ECADE noted that the verdict “consolidates the rights of all Barbadians to privacy and freedom of speech, and effects LGBTQ+ individuals across the eastern Caribbean.”

A written judgement that will be delivered in January is anticipated to contain specifics of the decision.

UNAIDS praised the ruling, stating that “rules that penalise consensual same-sex relationships… maintain stigma and discrimination against LGBT people and prevent LGBT individuals from accessing and receiving healthcare for fear of being fined or jailed.” “Decriminalization saves and transforms lives and produces stronger society,” it continued.

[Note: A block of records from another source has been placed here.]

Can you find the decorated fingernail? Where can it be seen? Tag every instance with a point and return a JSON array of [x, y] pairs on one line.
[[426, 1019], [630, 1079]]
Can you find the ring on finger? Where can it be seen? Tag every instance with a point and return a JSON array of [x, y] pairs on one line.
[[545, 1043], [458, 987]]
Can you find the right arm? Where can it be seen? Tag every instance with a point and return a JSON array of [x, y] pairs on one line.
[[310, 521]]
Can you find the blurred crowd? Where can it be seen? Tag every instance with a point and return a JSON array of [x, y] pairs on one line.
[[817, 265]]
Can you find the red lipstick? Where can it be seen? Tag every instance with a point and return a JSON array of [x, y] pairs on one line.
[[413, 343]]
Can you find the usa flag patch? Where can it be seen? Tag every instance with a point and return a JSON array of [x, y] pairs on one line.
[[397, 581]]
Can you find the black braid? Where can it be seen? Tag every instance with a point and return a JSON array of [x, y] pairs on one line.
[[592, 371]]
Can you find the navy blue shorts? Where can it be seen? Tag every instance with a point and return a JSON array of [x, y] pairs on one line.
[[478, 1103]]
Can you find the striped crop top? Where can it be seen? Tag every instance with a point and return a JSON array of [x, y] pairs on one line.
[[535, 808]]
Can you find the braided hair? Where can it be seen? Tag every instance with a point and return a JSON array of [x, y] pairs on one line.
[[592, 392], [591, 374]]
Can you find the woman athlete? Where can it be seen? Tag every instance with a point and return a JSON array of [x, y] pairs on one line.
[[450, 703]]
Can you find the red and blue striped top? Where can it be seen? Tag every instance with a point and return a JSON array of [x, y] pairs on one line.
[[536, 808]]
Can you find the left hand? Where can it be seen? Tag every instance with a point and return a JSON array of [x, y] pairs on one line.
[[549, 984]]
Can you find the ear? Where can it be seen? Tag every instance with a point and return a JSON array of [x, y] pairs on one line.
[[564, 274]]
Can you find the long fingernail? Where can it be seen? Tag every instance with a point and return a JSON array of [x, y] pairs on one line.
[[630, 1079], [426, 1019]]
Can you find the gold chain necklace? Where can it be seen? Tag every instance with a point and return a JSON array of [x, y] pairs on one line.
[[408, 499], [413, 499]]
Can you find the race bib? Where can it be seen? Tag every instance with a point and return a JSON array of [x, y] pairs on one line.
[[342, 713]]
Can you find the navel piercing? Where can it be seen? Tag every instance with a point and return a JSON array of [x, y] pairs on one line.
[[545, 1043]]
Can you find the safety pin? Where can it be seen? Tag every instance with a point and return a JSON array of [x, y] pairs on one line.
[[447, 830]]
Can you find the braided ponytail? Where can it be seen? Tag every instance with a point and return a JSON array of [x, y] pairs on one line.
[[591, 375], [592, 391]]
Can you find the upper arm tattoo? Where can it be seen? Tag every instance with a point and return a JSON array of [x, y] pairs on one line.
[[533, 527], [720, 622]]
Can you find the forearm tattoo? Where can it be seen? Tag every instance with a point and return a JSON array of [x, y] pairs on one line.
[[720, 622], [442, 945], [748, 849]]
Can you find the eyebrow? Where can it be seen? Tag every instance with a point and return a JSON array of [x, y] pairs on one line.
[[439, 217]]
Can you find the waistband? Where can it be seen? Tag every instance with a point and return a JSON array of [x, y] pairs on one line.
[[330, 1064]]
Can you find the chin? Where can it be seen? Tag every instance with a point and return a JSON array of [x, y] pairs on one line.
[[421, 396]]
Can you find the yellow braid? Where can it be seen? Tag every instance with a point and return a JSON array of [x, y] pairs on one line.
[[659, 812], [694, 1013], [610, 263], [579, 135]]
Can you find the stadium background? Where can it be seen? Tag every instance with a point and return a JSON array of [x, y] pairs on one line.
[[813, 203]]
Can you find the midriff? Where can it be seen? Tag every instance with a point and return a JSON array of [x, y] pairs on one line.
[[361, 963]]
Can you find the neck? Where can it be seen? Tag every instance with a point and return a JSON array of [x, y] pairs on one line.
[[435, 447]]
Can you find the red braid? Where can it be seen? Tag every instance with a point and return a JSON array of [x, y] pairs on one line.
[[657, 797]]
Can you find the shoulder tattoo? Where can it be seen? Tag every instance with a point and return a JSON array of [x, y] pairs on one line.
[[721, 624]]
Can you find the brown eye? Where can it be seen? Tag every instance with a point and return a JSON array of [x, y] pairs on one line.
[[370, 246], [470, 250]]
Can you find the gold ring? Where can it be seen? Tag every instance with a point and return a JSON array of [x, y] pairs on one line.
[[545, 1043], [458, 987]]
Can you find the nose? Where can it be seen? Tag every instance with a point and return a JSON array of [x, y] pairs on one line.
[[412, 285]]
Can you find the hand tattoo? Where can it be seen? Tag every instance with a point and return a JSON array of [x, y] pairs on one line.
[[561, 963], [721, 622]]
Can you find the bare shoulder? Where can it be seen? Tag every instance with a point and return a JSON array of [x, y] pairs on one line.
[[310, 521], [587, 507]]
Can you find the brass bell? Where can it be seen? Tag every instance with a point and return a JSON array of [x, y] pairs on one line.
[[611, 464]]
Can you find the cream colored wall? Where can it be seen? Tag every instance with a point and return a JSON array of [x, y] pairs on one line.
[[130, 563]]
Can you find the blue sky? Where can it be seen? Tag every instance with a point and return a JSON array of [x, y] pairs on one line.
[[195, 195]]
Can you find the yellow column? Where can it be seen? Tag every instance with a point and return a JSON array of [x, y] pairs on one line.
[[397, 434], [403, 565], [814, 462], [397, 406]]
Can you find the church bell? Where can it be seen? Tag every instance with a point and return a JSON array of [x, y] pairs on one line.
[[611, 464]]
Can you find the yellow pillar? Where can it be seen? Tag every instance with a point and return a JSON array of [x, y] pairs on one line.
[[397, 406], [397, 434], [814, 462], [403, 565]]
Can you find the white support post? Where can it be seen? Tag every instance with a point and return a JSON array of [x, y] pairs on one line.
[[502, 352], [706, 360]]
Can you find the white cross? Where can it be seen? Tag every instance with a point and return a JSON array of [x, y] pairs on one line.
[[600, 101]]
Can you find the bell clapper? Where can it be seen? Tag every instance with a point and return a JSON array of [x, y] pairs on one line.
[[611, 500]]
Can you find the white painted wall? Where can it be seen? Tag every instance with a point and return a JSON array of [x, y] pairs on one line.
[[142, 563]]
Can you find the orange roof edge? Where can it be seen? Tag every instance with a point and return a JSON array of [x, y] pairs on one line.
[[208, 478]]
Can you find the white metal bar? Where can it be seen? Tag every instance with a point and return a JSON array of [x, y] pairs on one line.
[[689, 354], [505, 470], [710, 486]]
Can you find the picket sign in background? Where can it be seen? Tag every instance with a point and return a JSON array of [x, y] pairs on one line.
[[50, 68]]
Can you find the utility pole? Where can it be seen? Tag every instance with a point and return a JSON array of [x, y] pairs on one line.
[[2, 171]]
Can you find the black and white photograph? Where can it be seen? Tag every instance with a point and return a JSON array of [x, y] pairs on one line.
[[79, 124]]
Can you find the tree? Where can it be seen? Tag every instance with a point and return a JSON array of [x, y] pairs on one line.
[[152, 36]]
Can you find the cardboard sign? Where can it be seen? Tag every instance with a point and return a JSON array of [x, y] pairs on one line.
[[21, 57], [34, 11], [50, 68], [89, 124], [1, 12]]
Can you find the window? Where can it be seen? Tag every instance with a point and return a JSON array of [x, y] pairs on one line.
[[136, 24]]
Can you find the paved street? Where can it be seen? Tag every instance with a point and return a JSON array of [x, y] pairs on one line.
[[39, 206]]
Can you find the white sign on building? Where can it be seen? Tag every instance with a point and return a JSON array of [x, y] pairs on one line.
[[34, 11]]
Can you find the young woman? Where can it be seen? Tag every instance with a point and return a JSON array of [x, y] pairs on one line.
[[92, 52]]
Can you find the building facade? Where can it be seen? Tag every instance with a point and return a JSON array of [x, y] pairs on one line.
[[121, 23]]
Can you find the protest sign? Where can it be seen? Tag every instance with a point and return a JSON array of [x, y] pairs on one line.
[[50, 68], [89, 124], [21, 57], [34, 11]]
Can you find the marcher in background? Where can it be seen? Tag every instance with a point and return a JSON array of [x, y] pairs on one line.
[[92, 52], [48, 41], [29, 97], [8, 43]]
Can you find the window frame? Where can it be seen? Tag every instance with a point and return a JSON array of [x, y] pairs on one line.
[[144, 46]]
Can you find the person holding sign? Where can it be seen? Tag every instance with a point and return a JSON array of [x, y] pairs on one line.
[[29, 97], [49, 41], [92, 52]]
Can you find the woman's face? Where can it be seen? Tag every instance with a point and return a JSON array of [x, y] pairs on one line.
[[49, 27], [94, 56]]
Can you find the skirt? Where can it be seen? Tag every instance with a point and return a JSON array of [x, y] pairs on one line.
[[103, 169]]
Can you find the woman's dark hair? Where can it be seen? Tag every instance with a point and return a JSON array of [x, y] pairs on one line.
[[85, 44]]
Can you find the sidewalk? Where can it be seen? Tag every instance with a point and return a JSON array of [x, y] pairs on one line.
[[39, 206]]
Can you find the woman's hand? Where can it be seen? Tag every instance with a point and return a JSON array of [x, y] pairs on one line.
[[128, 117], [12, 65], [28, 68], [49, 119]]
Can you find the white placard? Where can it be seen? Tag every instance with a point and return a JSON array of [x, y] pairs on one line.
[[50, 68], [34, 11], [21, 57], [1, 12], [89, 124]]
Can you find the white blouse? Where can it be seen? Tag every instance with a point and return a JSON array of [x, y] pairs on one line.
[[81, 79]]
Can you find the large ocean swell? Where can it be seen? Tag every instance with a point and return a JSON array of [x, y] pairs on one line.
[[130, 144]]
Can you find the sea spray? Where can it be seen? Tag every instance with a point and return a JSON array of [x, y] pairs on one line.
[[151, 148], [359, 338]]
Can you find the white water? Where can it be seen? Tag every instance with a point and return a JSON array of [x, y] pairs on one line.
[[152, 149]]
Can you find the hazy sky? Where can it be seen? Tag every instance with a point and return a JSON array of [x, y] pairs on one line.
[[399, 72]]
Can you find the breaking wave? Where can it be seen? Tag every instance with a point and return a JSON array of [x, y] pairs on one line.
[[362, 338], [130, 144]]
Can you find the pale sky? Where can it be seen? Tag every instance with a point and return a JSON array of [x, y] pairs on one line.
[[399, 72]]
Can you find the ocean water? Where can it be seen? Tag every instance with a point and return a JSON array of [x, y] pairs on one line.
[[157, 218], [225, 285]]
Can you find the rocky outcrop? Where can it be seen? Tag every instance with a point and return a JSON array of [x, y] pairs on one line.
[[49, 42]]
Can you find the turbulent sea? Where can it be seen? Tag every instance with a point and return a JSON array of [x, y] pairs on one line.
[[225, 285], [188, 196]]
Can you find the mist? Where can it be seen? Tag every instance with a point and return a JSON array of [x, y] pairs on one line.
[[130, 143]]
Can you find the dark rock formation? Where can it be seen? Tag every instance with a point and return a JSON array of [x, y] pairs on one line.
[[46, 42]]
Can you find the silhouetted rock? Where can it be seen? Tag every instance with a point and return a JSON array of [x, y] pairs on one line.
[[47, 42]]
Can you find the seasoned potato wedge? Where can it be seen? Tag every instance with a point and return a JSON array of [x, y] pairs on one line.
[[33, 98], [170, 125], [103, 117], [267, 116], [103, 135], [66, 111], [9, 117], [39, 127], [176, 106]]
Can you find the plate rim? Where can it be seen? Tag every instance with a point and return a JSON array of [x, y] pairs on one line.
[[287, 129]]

The Barbados court “did the right thing,” according to Cristian González Cabrera, a researcher with Human Rights Watch’s LGBT Rights Programme. He urged other countries to “respect people’s right to private and strike down discriminatory intimacy legislation.”

“criminalising same-sex intimacy violates international norms and standards, including the human rights to privacy and to be protected against arbitrary and unlawful interference with, or attacks on, one’s private and family life and one’s reputation or dignity,” Cabrera added.

Following court decisions in Antigua and Barbuda and St. Kitts and Nevis decriminalising homosexuality this year, Barbados became the third Caribbean country to do so.

All six of the former British colonies in the Caribbean still forbid consenting individuals from having gay sex. They are Dominica, Grenada, Guyana, Jamaica, St. Lucia, St. Vincent, and the Grenadines.